Winters-Hilt Stephen, Merat Sam
Department of Computer Science, University of New Orleans, LA 70148, USA.
BMC Bioinformatics. 2007 Nov 1;8 Suppl 7(Suppl 7):S18. doi: 10.1186/1471-2105-8-S7-S18.
Support Vector Machines (SVMs) provide a powerful method for classification (supervised learning). Use of SVMs for clustering (unsupervised learning) is now being considered in a number of different ways.

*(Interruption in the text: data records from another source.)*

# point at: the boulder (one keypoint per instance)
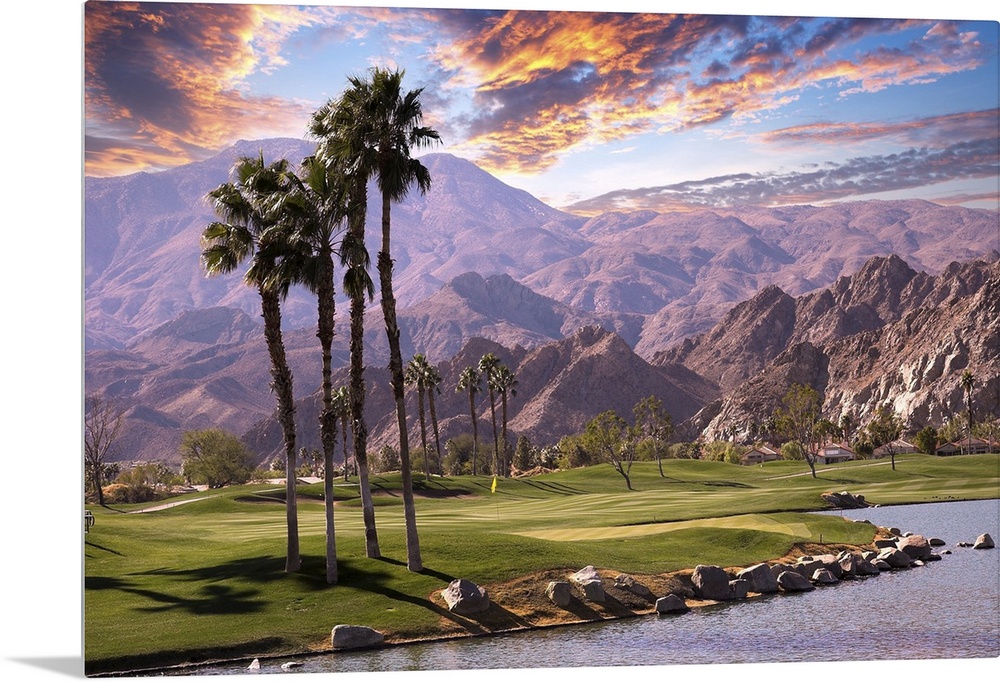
(355, 637)
(984, 541)
(793, 581)
(778, 569)
(629, 584)
(915, 546)
(671, 604)
(464, 597)
(760, 577)
(850, 564)
(739, 589)
(866, 567)
(845, 500)
(831, 563)
(588, 580)
(710, 582)
(559, 593)
(823, 576)
(895, 558)
(806, 566)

An SVM-based clustering algorithm is introduced that clusters data with no a priori knowledge of input classes. The algorithm initializes by first running a binary SVM classifier against a data set with each vector in the set randomly labelled, this is repeated until an initial convergence occurs. Once this initialization step is complete, the SVM confidence parameters for classification on each of the training instances can be accessed. The lowest confidence data (e.g., the worst of the mislabelled data) then has its' labels switched to the other class label. The SVM is then re-run on the data set (with partly re-labelled data) and is guaranteed to converge in this situation since it converged previously, and now it has fewer data points to carry with mislabelling penalties. This approach appears to limit exposure to the local minima traps that can occur with other approaches. Thus, the algorithm then improves on its weakly convergent result by SVM re-training after each re-labeling on the worst of the misclassified vectors - i.e., those feature vectors with confidence factor values beyond some threshold. The repetition of the above process improves the accuracy, here a measure of separability, until there are no misclassifications. Variations on this type of clustering approach are shown.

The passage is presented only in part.